Chapter Two
Life in the waterhoy Princess was exceedingly uncomfortable. She was empty of her cargo of drinking water, and there was almost nothing to replace it; the empty casks were too precious to be contaminated by sea water for use as ballast, and only a few bags of sand could be squeezed between the empty casks to confer any stability on her hull. She had been designed with this very difficulty in view, the lines of her dish-shaped hull being such that even when riding light her broad beam made her hard to capsize, but she did everything short of that. Her motion was violent and, to the uninitiated, quite unpredictable, and she was hardly more weatherly than a raft, sagging off to leeward in a spineless fashion that boded ill for any prospect of working up to Plymouth while any easterly component prevailed in the wind.
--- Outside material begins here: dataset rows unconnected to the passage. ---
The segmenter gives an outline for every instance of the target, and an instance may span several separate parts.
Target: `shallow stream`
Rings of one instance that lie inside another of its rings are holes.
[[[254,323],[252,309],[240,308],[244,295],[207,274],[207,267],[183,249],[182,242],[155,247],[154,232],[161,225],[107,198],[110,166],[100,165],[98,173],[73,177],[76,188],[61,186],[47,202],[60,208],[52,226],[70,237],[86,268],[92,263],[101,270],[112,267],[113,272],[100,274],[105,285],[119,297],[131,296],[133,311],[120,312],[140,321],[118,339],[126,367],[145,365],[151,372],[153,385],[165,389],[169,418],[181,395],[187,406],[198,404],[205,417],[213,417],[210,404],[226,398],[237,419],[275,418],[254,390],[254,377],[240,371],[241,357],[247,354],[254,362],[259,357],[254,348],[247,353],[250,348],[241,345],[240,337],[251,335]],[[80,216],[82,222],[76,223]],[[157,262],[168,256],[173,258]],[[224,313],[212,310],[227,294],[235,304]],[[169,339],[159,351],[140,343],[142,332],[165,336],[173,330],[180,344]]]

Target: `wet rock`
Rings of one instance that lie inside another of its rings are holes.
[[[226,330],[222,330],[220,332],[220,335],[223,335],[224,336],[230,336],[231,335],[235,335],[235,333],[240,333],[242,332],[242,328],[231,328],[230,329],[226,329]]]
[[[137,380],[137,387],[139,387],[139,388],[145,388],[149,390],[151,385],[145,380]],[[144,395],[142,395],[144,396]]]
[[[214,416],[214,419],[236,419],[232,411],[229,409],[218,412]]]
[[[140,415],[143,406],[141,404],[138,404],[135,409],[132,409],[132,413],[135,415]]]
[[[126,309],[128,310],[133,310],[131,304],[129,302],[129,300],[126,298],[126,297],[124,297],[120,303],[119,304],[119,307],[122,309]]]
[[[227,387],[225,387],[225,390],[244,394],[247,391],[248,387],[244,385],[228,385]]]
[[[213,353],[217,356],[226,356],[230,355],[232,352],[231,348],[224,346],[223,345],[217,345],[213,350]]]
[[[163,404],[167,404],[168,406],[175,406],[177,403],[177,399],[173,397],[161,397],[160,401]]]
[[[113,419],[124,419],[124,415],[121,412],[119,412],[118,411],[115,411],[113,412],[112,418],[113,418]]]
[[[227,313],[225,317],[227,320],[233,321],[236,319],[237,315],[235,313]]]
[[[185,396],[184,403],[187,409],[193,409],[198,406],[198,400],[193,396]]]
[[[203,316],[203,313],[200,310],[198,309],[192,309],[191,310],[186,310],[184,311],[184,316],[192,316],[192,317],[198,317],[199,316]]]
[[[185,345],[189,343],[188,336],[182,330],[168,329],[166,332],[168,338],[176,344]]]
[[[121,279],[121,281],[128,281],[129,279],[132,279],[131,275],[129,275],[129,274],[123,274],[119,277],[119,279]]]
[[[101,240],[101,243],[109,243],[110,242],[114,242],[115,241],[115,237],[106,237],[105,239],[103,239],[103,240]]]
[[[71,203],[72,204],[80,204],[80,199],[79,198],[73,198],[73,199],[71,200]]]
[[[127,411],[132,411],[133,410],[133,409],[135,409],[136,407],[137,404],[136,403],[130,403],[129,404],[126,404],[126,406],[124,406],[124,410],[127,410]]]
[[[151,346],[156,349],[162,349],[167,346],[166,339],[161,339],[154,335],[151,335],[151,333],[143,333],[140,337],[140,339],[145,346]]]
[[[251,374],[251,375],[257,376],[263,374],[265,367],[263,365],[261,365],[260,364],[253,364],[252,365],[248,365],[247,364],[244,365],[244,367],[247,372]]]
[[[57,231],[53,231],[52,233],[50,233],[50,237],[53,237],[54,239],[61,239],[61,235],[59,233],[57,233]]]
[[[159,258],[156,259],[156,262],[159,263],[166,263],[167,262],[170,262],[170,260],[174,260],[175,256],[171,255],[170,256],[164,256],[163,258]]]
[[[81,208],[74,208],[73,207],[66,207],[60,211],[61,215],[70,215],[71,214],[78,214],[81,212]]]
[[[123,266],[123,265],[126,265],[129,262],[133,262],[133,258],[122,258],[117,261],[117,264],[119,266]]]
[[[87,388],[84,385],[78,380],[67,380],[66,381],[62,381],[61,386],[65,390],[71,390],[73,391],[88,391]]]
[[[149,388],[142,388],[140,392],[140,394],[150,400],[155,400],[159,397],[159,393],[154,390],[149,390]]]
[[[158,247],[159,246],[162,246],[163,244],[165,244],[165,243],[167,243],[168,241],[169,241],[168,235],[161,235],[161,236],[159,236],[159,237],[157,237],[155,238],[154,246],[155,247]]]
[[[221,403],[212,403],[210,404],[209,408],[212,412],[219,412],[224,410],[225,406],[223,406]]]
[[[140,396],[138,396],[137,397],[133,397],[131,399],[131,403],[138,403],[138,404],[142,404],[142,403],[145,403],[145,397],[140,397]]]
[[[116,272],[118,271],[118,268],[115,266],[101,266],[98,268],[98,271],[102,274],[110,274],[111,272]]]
Hornblower was forced to endure considerable hardship. For two days he lingered on the verge of seasickness as a result of this new motion beneath his feet; he was not actually sick, having had several uninterrupted weeks at sea already, but he told himself that it would be less unpleasant if that were to happen — although in his heart of hearts he knew that was not true. He was allotted a hammock in a compartment six feet square and five feet high; he at least had it to himself and could derive some small comfort from observing that there were arrangements for eight hammocks, in two tiers of four, to be slung there. It had been a long time since he slept in a hammock, and his spine was slow to adjust to the necessary curvature, while the extravagant leaps and rolls of the hoy were conveyed to him through it and made the memory of his cot in Hotspur nostalgically luxurious.